Home

Using Definite Clause Grammars in SWI-Prolog

By Anne Ogborn

Thanks to Markus Triska. Large sections of this tutorial are taken directly from his tutorial, which is used by permission here.

Introduction 1 Definite Clause Grammars 2 Relating Trees To Lists 3 Left Recursion 4 Right-hand Context Notation 5 Implicitly Passing States Around 6 Parsing From Files 7 Implementation 8 Error Handling 9 A Few Practical Hints Conclusion

Introduction

Who This Course Is For

Anyone who:

The second item goes far beyond the usual task of parsing text most programmers associate with DCG's. We'll convert a tree to a list in this tutorial. A DCG could convert a 2D array into a sparse array, or look for patterns in a data stream.

But, we traditionally associate DCG's with parsing text. So we'll give you some tools for parsing text as well.

Is this you?

Getting The Most From This Course

To get the most from this course, you'll need to

Different people will have different backgrounds and learning styles. Whatever works for you works.

Getting Stuck

If you have questions and reasonable effort doesn't answer them, drop me email at aogborn (somechar) uh.edu. Please, if you're taking a beginning Prolog course, ask your instructor. Questions about family trees will be ignored. But if you're working on a real DCG related problem, feel free.

Asking on ##Prolog on freenode.net IRC is also a good way to get answers.

1 Definite Clause Grammars

A Prolog definite clause grammar (DCG) describes a Prolog list.
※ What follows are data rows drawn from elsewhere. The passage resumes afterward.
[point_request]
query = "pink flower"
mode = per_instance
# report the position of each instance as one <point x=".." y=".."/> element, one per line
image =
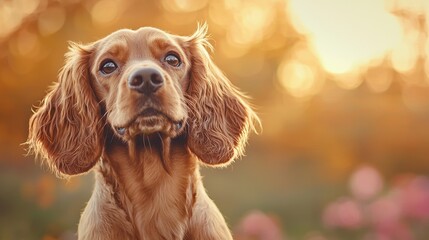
<point x="415" y="198"/>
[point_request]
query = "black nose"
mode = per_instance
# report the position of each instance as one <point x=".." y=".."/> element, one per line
<point x="145" y="80"/>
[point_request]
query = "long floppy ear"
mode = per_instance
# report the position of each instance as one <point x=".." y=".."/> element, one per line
<point x="219" y="116"/>
<point x="66" y="130"/>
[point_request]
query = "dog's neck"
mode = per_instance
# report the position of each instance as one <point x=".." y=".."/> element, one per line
<point x="145" y="190"/>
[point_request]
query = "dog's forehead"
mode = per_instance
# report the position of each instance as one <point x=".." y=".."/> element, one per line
<point x="142" y="35"/>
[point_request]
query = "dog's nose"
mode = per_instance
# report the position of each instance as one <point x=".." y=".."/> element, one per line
<point x="145" y="80"/>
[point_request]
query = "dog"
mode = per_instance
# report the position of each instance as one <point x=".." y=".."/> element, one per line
<point x="143" y="109"/>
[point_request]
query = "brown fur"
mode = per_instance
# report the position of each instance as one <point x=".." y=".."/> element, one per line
<point x="148" y="184"/>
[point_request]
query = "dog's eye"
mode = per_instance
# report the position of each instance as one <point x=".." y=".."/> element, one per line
<point x="108" y="67"/>
<point x="172" y="59"/>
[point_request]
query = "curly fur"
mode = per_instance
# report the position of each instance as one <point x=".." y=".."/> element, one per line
<point x="75" y="129"/>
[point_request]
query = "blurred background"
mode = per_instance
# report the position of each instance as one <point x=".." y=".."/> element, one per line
<point x="342" y="88"/>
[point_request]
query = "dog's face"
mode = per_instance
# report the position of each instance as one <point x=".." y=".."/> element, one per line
<point x="142" y="77"/>
<point x="140" y="82"/>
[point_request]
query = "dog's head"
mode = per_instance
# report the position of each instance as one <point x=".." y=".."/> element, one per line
<point x="140" y="82"/>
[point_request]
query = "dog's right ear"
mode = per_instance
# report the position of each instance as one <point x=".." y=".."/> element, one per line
<point x="66" y="130"/>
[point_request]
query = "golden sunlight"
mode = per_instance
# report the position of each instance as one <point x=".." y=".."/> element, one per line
<point x="346" y="34"/>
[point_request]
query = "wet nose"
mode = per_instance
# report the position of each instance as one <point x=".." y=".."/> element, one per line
<point x="145" y="80"/>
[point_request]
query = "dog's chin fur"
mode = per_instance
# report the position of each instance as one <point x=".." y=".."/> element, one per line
<point x="148" y="126"/>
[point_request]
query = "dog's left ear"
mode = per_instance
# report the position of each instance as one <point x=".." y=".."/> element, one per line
<point x="66" y="131"/>
<point x="219" y="116"/>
Operationally, DCGs can be used to parse and generate lists.

1_1 DCG rules

A DCG is defined by DCG rules. A DCG rule has the form:

head --> body.

Analogous to normal Prolog rules with:

head :- body.

A rule's head is a (non variable) Prolog term.

A rule's body is a sequence of terminals and nonterminals, separated by commas.
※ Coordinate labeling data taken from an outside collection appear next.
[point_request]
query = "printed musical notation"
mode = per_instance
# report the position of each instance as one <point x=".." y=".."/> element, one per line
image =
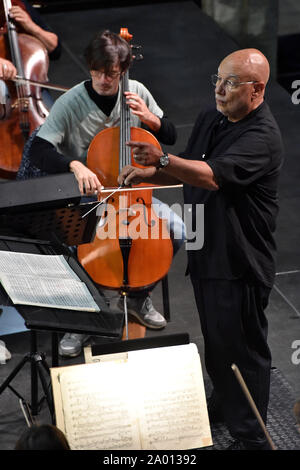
<point x="154" y="401"/>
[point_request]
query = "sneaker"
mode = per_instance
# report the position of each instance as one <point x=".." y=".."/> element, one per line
<point x="142" y="309"/>
<point x="71" y="344"/>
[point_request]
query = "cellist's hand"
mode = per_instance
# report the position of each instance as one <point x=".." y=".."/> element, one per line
<point x="133" y="175"/>
<point x="144" y="153"/>
<point x="7" y="69"/>
<point x="88" y="182"/>
<point x="138" y="107"/>
<point x="22" y="18"/>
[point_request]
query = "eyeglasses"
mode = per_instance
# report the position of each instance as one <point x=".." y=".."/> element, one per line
<point x="228" y="84"/>
<point x="112" y="75"/>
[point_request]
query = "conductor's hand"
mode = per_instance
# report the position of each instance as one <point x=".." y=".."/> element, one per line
<point x="145" y="154"/>
<point x="88" y="182"/>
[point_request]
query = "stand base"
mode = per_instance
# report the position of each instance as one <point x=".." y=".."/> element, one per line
<point x="38" y="368"/>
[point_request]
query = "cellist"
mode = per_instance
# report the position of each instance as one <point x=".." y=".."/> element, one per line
<point x="76" y="117"/>
<point x="29" y="21"/>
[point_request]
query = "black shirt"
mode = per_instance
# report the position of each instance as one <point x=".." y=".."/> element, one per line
<point x="239" y="218"/>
A terminal is a Prolog list, which stands for the elements it contains.

some_terminals -->
     [this, is, a, teminal],
     [so, is, this],
     "code strings are also lists, so this too is a terminal".

A nonterminal refers to a DCG rule or other language construct, which stand for the elements they themselves describe.
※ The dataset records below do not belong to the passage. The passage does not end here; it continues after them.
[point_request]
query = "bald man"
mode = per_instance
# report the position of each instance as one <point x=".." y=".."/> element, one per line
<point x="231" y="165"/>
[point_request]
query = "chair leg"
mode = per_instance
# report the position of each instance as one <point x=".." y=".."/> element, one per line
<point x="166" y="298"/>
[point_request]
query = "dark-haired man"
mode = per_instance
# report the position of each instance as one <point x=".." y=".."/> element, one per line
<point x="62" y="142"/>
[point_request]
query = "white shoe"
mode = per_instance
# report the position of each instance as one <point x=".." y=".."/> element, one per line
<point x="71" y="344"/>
Declaratively, we can read the comma as "and then" in DCGs.

As an example, let us describe lists that only contain the atom 'a'. We shall use the nonterminal as//0 to refer to such lists:

   as --> [].
   as --> [a], as.

The first rule says: The empty list is such a list. The second rule says: A list containing the atom 'a' and then only atoms 'a' is also such a list.

To execute a grammar rule, we use Prolog's built-in phrase/2 predicate. The first argument is a DCG body. phrase(Body, Ls) is true iff Body describes the list Ls.

The most general query asks for all solutions:

  ?- phrase(as, Ls).
  Ls = [] ;
  Ls = [a] ;
  Ls = [a, a] ;
  Ls = [a, a, a] ;
  Ls = [a, a, a, a] ;
  etc.

Examples of more specific queries and the system's answers:

  ?- phrase(as, [a,a,a]).
  true.

  ?- phrase(as, [b,c,d]).
  false.

  ?- phrase(as, [a,X,a]).
  X = a.

 

Exercises:
1) run 1_1. Add another DCG that creates an alternating series of a's and b's, so your output should look like:
  Ls = [] ;
  Ls = [a] ;
  Ls = [a, b] ;
  Ls = [a, b, a] ;
  Ls = [a, b, a, b] ;
  etc.
2) Try the queries above in 'examples of more specific queries'

1_2 More DCG Syntax

Double quoted strings "some text" are lists of char codes (this behavior is changeable in SWI-Prolog). This makes for a convenient syntax with literals as strings:

cliche -->
    thing,
    " is a ", 
    type_of_thing, 
    " trapped in a ", 
    opposite_type_of_thing, 
    " body.".
thing --> "Cygwin".
type_of_thing --> "Unix OS".
opposite_type_of_thing --> "Windows'".

?- phrase(cliche, X, []),format('~s~n', [X]).
Cygwin is a Unix OS trapped in a Windows' body.

Arguments in head and body terms become formal and actual arguments, as in the :- operator.

To execute a regular Prolog predicate from within a DCG body, we use the DCG language construct {}//1.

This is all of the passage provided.